ROSEMONT, IL — The mood is mixed at the 27th National Center for Database Marketing Conference and Exhibition here.
Interviews yesterday and Monday, the day the show opened, found some exhibitors happy with the show despite the slowing economy and others not so happy.
Jay Pearce, for example, the marketing manager at Exstream Software, Lexington, KY, a first-time exhibitor at NCDM, was pleased with the results he was seeing.
“We've received 15 leads in the first two hours we were here on Monday,” Pearce said. “And we are getting more every day. And the leads are high-level.”
Pearce, whose company sells Dialogue, a solution that combines document creation, campaign management and tracking, said Exstream has attended other trade shows this year, including Xplor and some e-billing shows, but he said this one is “bringing in the better results by far.”

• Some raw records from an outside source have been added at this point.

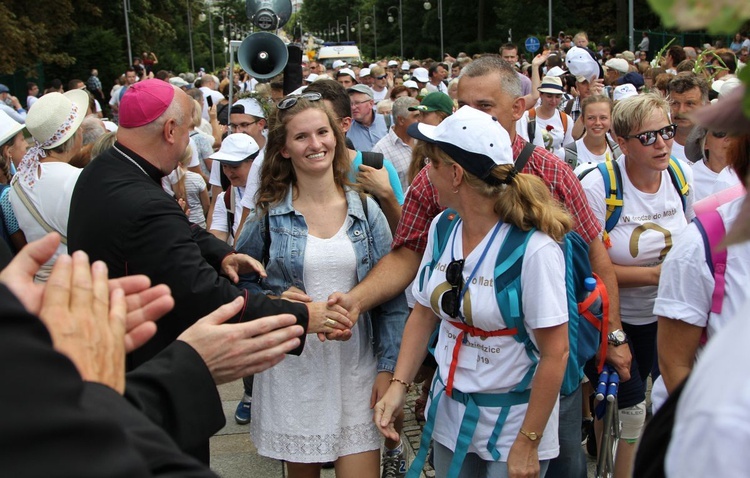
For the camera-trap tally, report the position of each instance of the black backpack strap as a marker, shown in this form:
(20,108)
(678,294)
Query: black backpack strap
(523,156)
(374,160)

Amy O'Toole, director of marketing and advertising at Customer Communications Group Inc., Denver, said the show had been slow Monday but picked up considerably yesterday.
Others, however, were concerned.
C. Olivia Parr Rud, executive vice president at Data Square, a West Chester, PA, database marketing consulting firm, said the show floor seemed empty Monday. She said the reason might be that “the show is not downtown [in Chicago]. Maybe that would have been a better draw for more people.”
Carol Meyers, vice president of marketing at Unica Corp., also said show traffic seemed slow Monday.
Others said they had heard attendance is about 1,200 this year, compared with 2,000 at last year's show.
The Direct Marketing Association said it could not confirm any attendance numbers until the end of the week.
Some major vendors were not in attendance. Xchange Inc., for example, a customer relationship management company in Boston, decided not to exhibit or attend the show this year.
“We decided to not go to NCDM for basically two reasons,” Phil Adams, senior vice president of marketing at Xchange, said in a phone interview. “Fewer people are evaluating database software this year [because of the slow economy], and we are also focusing more on marketing directly to our customers instead of going to trade shows.”
Adams added that Xchange exhibited at several trade shows in the spring “and traffic was down considerably. Most of the time it was just vendors talking to other vendors on the show floor forming partnership deals. We really want to focus on communicating directly with our customers.”